In construing this law it has already been decided in this Court that the collector is not liable for the detention of a vessel "ostensibly bound, with a cargo, to "some other port of the United States whenever, in his "opinion, the intention is to violate or evade any of the "provisions of the acts laying an embargo, until the decision "of the president of the United States be had "thereon." For the correctness of this opinion he is not responsible. If, in truth, he has formed it, his duty *357 obliges him to act upon it; and when the law affords him no other guide than his own judgment, and declares that judgment to be conclusive in the case it must constitute his protection, although it be erroneous. The legislature did not intend to expose the collector to the hazard of being obliged to show that he had probable cause for the opinion he had formed.
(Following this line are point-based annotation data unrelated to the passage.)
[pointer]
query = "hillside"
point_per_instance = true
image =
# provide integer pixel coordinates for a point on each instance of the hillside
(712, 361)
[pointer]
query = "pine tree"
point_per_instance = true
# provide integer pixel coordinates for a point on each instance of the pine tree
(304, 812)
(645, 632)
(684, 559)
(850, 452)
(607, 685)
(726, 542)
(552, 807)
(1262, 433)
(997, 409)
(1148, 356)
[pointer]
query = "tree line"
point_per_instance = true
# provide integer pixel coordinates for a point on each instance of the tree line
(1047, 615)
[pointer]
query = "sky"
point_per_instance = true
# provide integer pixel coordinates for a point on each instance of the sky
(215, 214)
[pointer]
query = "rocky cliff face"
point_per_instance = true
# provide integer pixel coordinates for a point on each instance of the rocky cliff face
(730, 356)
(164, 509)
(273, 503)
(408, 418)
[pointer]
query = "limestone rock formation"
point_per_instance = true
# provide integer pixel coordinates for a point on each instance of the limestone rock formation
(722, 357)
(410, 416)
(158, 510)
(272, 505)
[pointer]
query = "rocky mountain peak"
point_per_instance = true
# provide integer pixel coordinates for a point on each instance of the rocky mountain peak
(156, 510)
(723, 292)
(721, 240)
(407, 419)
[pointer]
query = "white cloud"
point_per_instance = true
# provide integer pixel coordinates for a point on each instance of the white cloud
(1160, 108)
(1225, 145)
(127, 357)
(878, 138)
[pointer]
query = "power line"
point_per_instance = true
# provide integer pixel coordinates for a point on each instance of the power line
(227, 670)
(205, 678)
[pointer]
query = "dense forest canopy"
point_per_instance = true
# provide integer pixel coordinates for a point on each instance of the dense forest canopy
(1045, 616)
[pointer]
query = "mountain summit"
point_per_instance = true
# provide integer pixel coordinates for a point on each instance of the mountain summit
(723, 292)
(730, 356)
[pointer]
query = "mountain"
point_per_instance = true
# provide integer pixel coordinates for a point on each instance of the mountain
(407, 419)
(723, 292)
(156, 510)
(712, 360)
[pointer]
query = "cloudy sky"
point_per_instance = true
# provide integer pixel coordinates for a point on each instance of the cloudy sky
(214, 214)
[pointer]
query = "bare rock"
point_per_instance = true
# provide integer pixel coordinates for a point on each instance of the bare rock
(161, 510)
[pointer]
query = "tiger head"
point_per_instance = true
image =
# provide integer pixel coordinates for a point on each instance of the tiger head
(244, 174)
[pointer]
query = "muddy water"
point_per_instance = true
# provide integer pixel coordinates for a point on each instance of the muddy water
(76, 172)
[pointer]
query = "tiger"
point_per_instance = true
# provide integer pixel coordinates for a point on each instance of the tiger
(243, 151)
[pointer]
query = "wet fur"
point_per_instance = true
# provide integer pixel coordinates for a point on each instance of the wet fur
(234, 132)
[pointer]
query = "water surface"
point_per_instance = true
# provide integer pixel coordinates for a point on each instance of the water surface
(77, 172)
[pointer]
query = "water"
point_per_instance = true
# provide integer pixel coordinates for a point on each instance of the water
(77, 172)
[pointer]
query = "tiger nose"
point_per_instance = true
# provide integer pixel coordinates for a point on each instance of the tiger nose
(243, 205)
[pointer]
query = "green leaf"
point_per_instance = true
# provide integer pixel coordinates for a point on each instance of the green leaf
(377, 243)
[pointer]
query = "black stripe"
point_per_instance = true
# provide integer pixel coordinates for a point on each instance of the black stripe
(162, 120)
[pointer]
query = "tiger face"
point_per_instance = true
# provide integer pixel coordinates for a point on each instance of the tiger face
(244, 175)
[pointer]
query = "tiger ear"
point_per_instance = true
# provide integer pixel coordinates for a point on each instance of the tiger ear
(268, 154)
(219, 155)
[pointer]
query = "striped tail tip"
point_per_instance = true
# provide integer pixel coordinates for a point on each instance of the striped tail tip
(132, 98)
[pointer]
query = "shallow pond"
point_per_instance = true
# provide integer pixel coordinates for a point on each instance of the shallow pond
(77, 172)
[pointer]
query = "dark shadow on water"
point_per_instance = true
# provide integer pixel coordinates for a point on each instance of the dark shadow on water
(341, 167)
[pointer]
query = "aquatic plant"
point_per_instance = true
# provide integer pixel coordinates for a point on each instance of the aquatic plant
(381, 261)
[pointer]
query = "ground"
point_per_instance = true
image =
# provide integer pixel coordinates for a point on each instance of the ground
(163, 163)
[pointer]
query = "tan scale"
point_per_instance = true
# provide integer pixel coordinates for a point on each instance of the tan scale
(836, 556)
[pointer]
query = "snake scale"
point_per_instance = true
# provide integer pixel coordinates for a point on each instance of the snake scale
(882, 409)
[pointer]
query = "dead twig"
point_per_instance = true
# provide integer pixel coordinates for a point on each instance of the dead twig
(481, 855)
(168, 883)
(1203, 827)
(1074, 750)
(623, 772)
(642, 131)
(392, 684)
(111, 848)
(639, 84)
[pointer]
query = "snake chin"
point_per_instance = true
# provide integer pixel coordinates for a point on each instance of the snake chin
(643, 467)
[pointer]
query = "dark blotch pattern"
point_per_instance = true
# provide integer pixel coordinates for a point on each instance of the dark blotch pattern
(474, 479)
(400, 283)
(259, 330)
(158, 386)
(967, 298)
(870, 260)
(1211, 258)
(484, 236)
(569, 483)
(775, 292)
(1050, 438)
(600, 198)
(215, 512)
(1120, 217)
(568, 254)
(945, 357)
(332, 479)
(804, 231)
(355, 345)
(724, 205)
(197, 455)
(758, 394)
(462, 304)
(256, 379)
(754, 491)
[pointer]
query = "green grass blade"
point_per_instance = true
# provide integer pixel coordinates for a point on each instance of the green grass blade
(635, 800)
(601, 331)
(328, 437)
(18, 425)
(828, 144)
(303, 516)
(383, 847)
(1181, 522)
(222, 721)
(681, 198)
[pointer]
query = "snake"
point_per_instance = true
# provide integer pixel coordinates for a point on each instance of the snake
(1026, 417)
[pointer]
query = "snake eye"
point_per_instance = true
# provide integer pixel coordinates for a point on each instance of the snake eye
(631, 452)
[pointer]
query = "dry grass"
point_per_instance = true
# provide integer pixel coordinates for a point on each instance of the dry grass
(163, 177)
If, in reality, he had formed it, the law justifies him for acting upon it. If it can be proved, either from the gross oppression of the case, or from other proper testimony, that the collector did not in fact entertain the opinion under which he professed to act, some doubt may be entertained of his being justified by the law; but if the opinion avowed was real, though mistaken, a detention under that opinion is lawful.

But the act of congress authorizes only a detention of the vessel, not its removal. The collector did remove the vessel from one harbor into another, a distance of about thirty miles by water, and in this removal the injury was sustained. As an independent act this proceeding is not justified by the law. It was the duty of the collector to detain the vessel; and all acts which were necessary, as means to the end, were lawful, but unless this removal was necessary for the purpose of detention, it is not protected by the law.

The charge of the judge will now be examined.

He instructed the jury "that the several matters and "things so given in evidence by the said William Otis, "did not in law maintain the issue on his part."

If this instruction could be understood as conveying to the jury an opinion that Otis had not justified the detention of the vessel, the Court would feel no hesitation in pronouncing it erroneous. But it was necessary for Otis to justify the removal as well as the detention, and he could only justify the removal by showing that it was necessary to a secure detention. Had he offered any testimony whatever to this point, it might have been incumbent on the judge to submit that testimony to the jury. But he has offered no testimony whatever to it. This Court therefore cannot say that the judge of the state Court has erred in saying that the matters and things *358 given in evidence by the said William Otis, did not in law support his plea. Certainly they did not make out a justification under the act of congress.

The judge further instructed the jury "that it was the "duty of the collector, as collector, to have used reasonable "care in ascertaining the facts on which to form "an opinion, and to transmit to the president a statement "of those facts for his decision."

The act authorizes the collector to detain a vessel on his own mere suspicion, "until the decision of the President of the United States, be had thereupon."

On what is the decision of the President to be had? Clearly on the further detention of the vessel, and on the future proceedings of the collector respecting her. Whenever the president acts, he is expected to act upon information; and from whom, in this instance, is his information to be derived? Unquestionably from the collector. The law does not indeed say in terms that the collector "shall take reasonable care in ascertaining the facts," or that he shall afterwards communicate those facts correctly to the president; and if this be not a fair and necessary construction of the act, the judge has misconstrued the law, and his judgment ought to be reversed. But it seems to be an inference which must be drawn from the words of the law. It follows necessarily from the duties of forming an opinion and of communicating that opinion to the president for his decision in the case, that reasonable care ought to be used in collecting the facts to be stated to the president and that the statement ought to be made.

I cannot say that the Court of Massachusetts has erred in its construction of the act of congress under which the Defendant justifies the trespass alledged in the declaration.